Generally speaking, customers have the option to access the company's software remotely or run them on local servers. The company can also adapt the solution to work within customers' IT environments and existing software, such as LIMS, so that clinicians can pull in patient information from other systems, Roos said.

Specifically, the quality-control software, which can be sold as a standalone or made available as a module in the OmnomicsNGS, is installed and runs locally on customers' laptops but sends quality-control metrics to the Euformatics cloud. "The architecture is [set up] like this because most of the places will not be fine about sending patient data somewhere else," Roos explained. Where the variant interpretation software is installed depends on the institution. For institutions that prefer not to have any patient data on public clouds like Amazon because of security concerns, the company will install the solution behind their firewalls, he said.

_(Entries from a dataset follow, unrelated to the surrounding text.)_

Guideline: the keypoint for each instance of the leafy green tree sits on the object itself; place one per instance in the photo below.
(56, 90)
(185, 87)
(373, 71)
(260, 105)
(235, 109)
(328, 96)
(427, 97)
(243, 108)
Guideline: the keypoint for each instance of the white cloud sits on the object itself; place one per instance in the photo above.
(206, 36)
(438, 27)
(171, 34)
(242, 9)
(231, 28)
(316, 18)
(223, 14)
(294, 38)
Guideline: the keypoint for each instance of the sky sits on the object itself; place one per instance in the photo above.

Euformatics competes with companies such as MediSapiens, also based in Finland, which also offers analysis software for clinical use. The company initially launched with a focus on oncology but then said in 2014 that it was starting to look into other personalized medicine applications. Recently, MediSapiens was named a partner in an international consortium headed by the Competence Centre on Health Technologies of Estonia (CCHT), which aims to develop personalized medicine applications that combine patients' genomic and health data.